Engineering Services Building Highlights
Renewable, Recycled and Recyclable Materials used in the building
Existing asphalt was pulverized and used as part of the base. Recycled tire rubber was used in the fabrication of roof tiles. The gypsum wallboards contain 90% certified recycled content. The ceiling panels contain a minimum 66% recycled materials. Resilient flooring, which is a homogeneous sheet linoleum consisting of sustainable materials such as, linseed oil, cork, wood flour, and rosin binders is mixed and calendared onto natural jute backing. The carpet contains 100% post-consumer recycled content made from PVC carpet backing and the nylon fibers of used carpets and carpet tiles. The wall corner guards are made of 100% post-industrial recycled high-density polyethylene and FSC certified wood. The doors contain up to 77% FSC certified wood. Fabric for wall divisions is made of corn fibers, a 100% renewable and compostable material. The chairs have an average 32% recycled content, and are at least 96% recyclable. The Ethospace® System is up to 78% recyclable and has 35% recycled content. Finally, work surface substrates are composed of more than 90% pre-consumer recycled wood content certified in accordance with Scientific Certification Systems.
Storm Water Management
The Engineering Services Building features an innovative storm water management system designed to serve as a laboratory for water quality improvement. It includes both and extensive and an intensive green roof, a rain garden and a Baysaver unit. The green roofs cover 87% of the roof surface and are designed to absorb 75% of annual rainfall, with the remaining runoff going into a rain garden, where its absorbed by native plants. Runoff from the parking lot flows into a Baysaver System that removes pollutants and particles and directs the treated water to an underground storage tank for use in the Vactor (sanitary sewer cleaning) trucks.

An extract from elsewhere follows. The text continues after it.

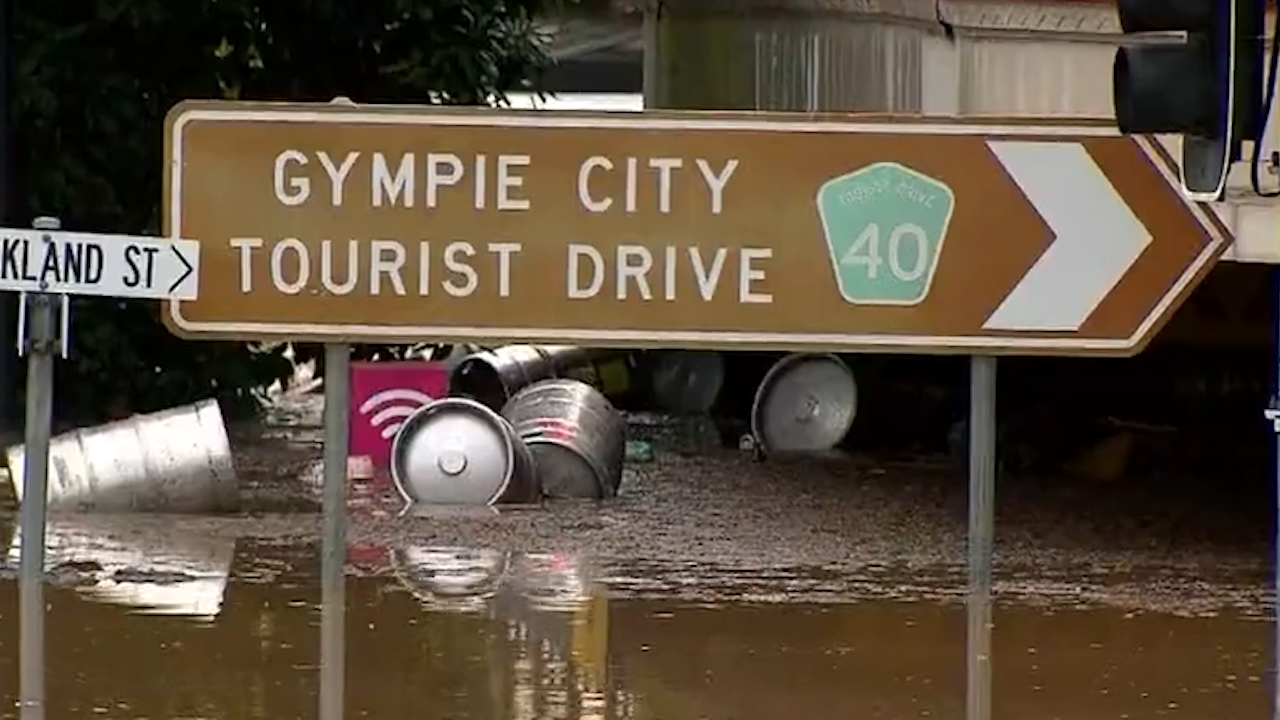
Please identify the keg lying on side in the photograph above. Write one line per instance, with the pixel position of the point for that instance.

Green roofs absorb and filter rainwater reducing the amount of runoff delivered to the storm collection system and improving its quality. The plants protect the roof surface from heat, UV radiation and physical abuse, resulting in a longer lasting roof. Environmental benefits include reduction of heat island effect by cooling air temperatures, reduction of smog and purification of the air by releasing oxygen into the environment and increased insulation from extreme temperatures keeping the building cooler during the summer and reducing use of coolants.
Exterior lights are regulated with photocell controls and interior lighting is primarily indirect with dimming ballast and photometric controls, allowing artificial lighting to respond to the amount of daylight in work areas. The combined use of light shelves and light shades minimizes heat gain through direct sunlight and maximizes use of daylight. Private offices, bathrooms and locker rooms have occupancy sensors to control lighting.

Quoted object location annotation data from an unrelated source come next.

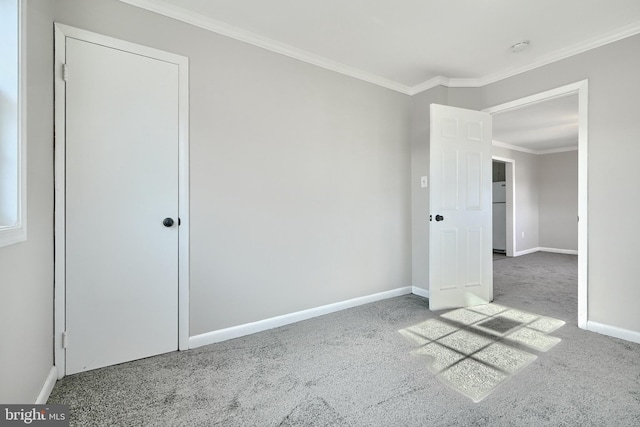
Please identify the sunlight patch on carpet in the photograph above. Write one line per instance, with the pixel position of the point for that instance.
(475, 349)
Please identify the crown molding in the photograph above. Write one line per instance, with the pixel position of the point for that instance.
(611, 37)
(204, 22)
(210, 24)
(530, 151)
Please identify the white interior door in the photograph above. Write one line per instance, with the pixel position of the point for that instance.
(460, 253)
(121, 183)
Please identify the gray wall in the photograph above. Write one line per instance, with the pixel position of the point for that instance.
(299, 176)
(614, 150)
(26, 269)
(558, 195)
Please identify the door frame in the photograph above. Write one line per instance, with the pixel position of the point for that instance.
(582, 89)
(510, 203)
(61, 33)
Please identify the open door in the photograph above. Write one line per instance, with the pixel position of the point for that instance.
(460, 242)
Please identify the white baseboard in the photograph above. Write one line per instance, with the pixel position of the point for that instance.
(559, 251)
(47, 387)
(274, 322)
(541, 249)
(525, 252)
(420, 291)
(613, 331)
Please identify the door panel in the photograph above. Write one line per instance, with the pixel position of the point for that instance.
(121, 182)
(460, 260)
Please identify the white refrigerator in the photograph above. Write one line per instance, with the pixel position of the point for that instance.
(499, 216)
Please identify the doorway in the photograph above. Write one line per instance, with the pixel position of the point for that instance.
(580, 90)
(121, 219)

The Environmental Protection Agency (EPA) determined that improving indoor air quality increases the productivity of workers. The design of the Engineering Services Building followed LEED standards for Indoor Environmental Air Quality. VOC emissions were reduced to a minimum by requiring low or inexistent amounts in all paints, adhesives, carpeting, upholstery, manufactured wood products and cleaning agents. The products used in the building followed limits set by the South Coast Air Quality Management District (SCAQMD) and the Green Seal Standard for Commercial Adhesives and Paints. The carpet used also had a high content of recycled material, and the linoleum floors used in most of the building comes from 100% renewable materials, was installed with no VOC containing adhesives and is cleaned with green products.